Depending on the capture conditions and the buses which you want recognize. Some cases would be really difficult.
The simplest case would be a camera with fixed position pointing to a street, where said bus come facing the camera.
Preparing a recognition database:
- Obtain reference images from the
buses with similar pose to the ones
that you expect to see by such
camera
- Train a classifier with its
keypoints and descriptors.
- Separate the planar sections of each
reference image (manually), and
its respective sets of
keypoints/descriptors - (optional) Keep the real-world
dimensions of such planar sections
A possible algorithm:
- Remove the background (street, trees)
- Segment non background objects(possible issues with occlusion)

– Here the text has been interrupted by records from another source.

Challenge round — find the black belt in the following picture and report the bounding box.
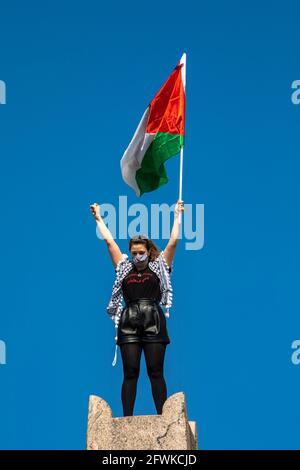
[125,298,159,307]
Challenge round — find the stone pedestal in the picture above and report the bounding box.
[87,392,198,450]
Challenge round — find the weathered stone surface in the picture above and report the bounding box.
[87,392,198,450]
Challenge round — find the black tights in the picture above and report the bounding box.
[120,343,167,416]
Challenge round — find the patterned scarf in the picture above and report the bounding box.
[106,251,173,366]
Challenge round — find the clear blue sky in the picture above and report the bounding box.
[0,0,300,449]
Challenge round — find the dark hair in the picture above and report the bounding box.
[129,235,160,261]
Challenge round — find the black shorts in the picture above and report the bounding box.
[117,299,170,345]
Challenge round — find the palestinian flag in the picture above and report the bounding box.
[120,54,186,196]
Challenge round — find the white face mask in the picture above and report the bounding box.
[132,253,148,266]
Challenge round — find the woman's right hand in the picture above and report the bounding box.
[90,202,101,221]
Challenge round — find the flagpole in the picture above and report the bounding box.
[178,52,186,224]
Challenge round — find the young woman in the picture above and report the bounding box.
[90,200,184,416]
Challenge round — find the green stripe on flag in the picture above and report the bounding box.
[135,132,184,195]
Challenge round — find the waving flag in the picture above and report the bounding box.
[120,54,186,196]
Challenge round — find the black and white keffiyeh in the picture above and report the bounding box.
[106,251,173,366]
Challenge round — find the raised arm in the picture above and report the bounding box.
[164,200,184,267]
[90,202,122,267]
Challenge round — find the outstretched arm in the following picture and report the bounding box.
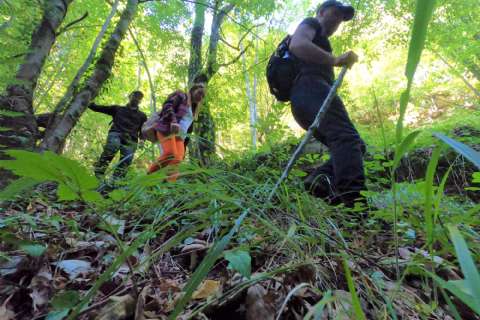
[88,103,118,117]
[289,24,336,66]
[289,23,358,68]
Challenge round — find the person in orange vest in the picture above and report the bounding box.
[148,74,208,182]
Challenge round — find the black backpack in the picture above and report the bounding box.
[267,35,299,102]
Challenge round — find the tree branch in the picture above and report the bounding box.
[218,43,252,68]
[56,11,88,37]
[138,0,267,43]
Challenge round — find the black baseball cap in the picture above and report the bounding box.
[318,0,355,21]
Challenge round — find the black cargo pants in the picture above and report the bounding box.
[290,75,366,205]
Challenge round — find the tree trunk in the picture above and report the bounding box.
[41,0,138,153]
[0,0,73,188]
[46,0,120,130]
[188,2,207,85]
[240,43,258,150]
[207,2,235,79]
[194,1,234,165]
[128,29,157,114]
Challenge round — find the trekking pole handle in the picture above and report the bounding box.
[267,66,348,202]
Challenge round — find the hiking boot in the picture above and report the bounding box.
[304,172,334,199]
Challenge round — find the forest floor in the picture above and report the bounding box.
[0,131,480,320]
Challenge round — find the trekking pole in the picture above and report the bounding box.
[267,66,347,202]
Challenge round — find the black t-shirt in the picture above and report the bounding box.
[89,103,147,141]
[299,18,335,84]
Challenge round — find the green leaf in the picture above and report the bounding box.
[225,250,252,279]
[448,225,480,301]
[433,133,480,169]
[343,259,367,320]
[0,109,24,118]
[396,0,435,144]
[472,172,480,183]
[45,309,70,320]
[426,271,480,315]
[0,177,38,201]
[303,291,335,320]
[169,210,249,319]
[392,131,420,171]
[20,243,47,257]
[52,290,80,310]
[0,150,100,201]
[424,148,442,246]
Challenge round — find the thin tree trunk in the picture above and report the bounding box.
[207,4,235,79]
[45,0,120,135]
[250,39,258,150]
[194,1,235,165]
[188,0,207,85]
[41,0,138,152]
[128,29,157,113]
[0,0,73,188]
[240,42,257,150]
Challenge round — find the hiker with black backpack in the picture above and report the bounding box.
[267,0,366,207]
[88,91,147,179]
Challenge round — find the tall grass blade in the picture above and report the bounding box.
[448,225,480,304]
[397,0,436,143]
[303,291,335,320]
[343,259,367,320]
[424,148,442,249]
[433,133,480,169]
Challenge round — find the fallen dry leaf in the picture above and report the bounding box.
[0,256,23,277]
[29,270,53,312]
[0,296,15,320]
[245,284,275,320]
[53,260,95,280]
[95,294,135,320]
[135,286,150,320]
[192,280,220,300]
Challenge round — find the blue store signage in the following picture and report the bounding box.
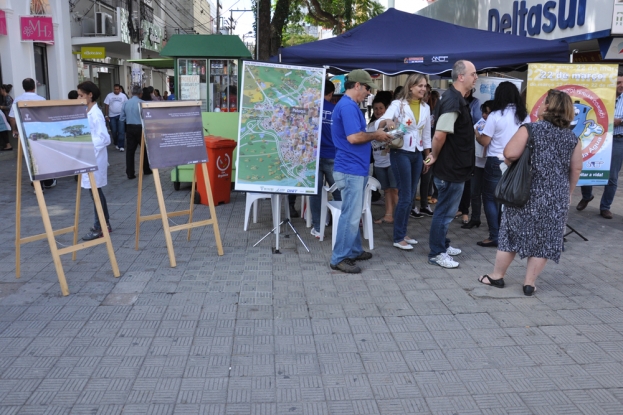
[487,0,587,36]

- Detect keypoints and descriptors for each segmented object
- Use an classifier (SVM,Vocabulary Tree, etc) in order to verify if it is a bus
- Match the candidate object features with the features of the bus type determined by the classifier
- For each planar section, try to compute an homography with the matched features.
- If one or more homographies are consistent, you have detected the bus.
If you wish determine its distance (optional):
- Refine the matched features with some template matching approach
- If the refinement succeeds, use PnP with the matched points and their real-world dimensions, and determine its distance. (you will need a calibrated camera)
Of course, this will need a bit of tweaking, determine the best keypoint detector/feature descriptor, etc.
Note that if you have a mobile camera (smartphone, tablet, go pro, etc...), it is much more difficult, you will have to train the classifier with several poses from the buses. Things like background removal and determination of distances would be more difficult, if not impossible.